Intro to Pandas 1
Week 2 | Lesson 1.1
LEARNING OBJECTIVES
After this lesson, you will be able to:
- Read a csv file using pandas
- Viewing data: head, columns, values, describe
- Selection: a single column, slicing by row, by position
STUDENT PRE-WORK
Before this lesson, you should already be able to:
- Since we're using Anaconda, pandas should already be installed. But,
make sure you have all the dependencies installed as well:
- setuptools
- NumPy: 1.7.1 or higher
- python-dateutil: 1.5 or higher
- pytz: needed for time zone support
STARTER CODE
INSTRUCTOR PREP
Before this lesson, instructors will need to:
- Read in / Review any dataset(s) & starter/solution code
- Generate a brief slide deck
LESSON GUIDE
TIMING | TYPE | TOPIC |
---|---|---|
5 min | Introduction | Pandas |
10 min | Demo / Guided Practice | Read csv |
25 min | Demo / Guided Practice | Viewing data: head/tail, describe |
25 min | Demo / Guided Practice | Selection: a single column, slicing by row, by position |
20 min | Independent Practice | |
5 min | Conclusion |
Introduction: Topic (5 mins)
Pandas is an open source, BSD-licensed library providing high-performance, easy-to-use data structures and data analysis tools for the Python programming language.
Demo / Guided Practice: Topic (10 mins)
in iPython notebook type:
import pandas as pd
import numpy as np
import matplotlib.pyplot as plt
Let's read in a csv file and create a pandas dataframe.
df = pd.read_csv('sales.csv')
Check: This looks familiar...didn't we already learn how to read in csv files? Yes, but that was using Python without any libraries or packages. It took 5 lines of Python W1 L3.2, but using Pandas it only takes one line. Nice!
Demo / Guided Practice: Viewing data: head/tail, describe (25 mins)
Let's take a summary look at our data. First, let's look at the head and tail.
df.head(df)
df.tail(df)
Check: What can looking at the head and tail of a dataset tell us?
Let's take a look at summary statistics.
df.describe
This gives us: count, mean, std, min, 25%, 50%, 75%, and max. Awesome!
Check: What was the cautionary tale about relying too heavily on summary stats again?

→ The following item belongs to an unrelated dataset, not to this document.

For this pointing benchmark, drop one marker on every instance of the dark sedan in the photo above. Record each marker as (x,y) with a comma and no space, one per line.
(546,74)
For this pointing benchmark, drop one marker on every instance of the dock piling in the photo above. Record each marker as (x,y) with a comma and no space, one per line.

Demo / Guided Practice: Selection: a single column, slicing by row, by position (25 mins)
Let's select a single column.
df['Account']
Check: How would you select the 'Quantity' and 'Price' columns separately?
Now, let's slice and select for certain rows.
df[0:3]
Check: How would you slice for rows 9 to 14?
Now, let's try selecting by position. First, let's slice some rows.
df.iloc[1:3, :]
Check: How would you slice for rows 9 to 14?
Now, let's slice some columns.
df.iloc[:,1:3]
Check: How would you slice for the 'Manager' and 'Product' columns?
Now, let's get an explicit value only.
df.iloc[1,1]
Independent Practice: Topic (20 minutes)
- Read in this star wars survey csv
- Look at its head, tail, and summary stats, what does this tell you about the dataset?
- Select a certain column
- Slice for a set of rows
- Select a data point based on position
Bonus
- Convert one data type to another in the star wars survey csv
- Create a dummy variable for the yes and no answers
Conclusion (5 mins)
We read a csv file into a pandas dataframe with just one line of code. Compared to last week, when we used just used Python to read in a csv file, it took about 5 lines of code. Pandas is already making our data lives easier. We also took a look at how easy pandas makes it to get some general information about our dataset by looking at the head, tail, and summary stats. Lastly, we started to select and slice our dataset.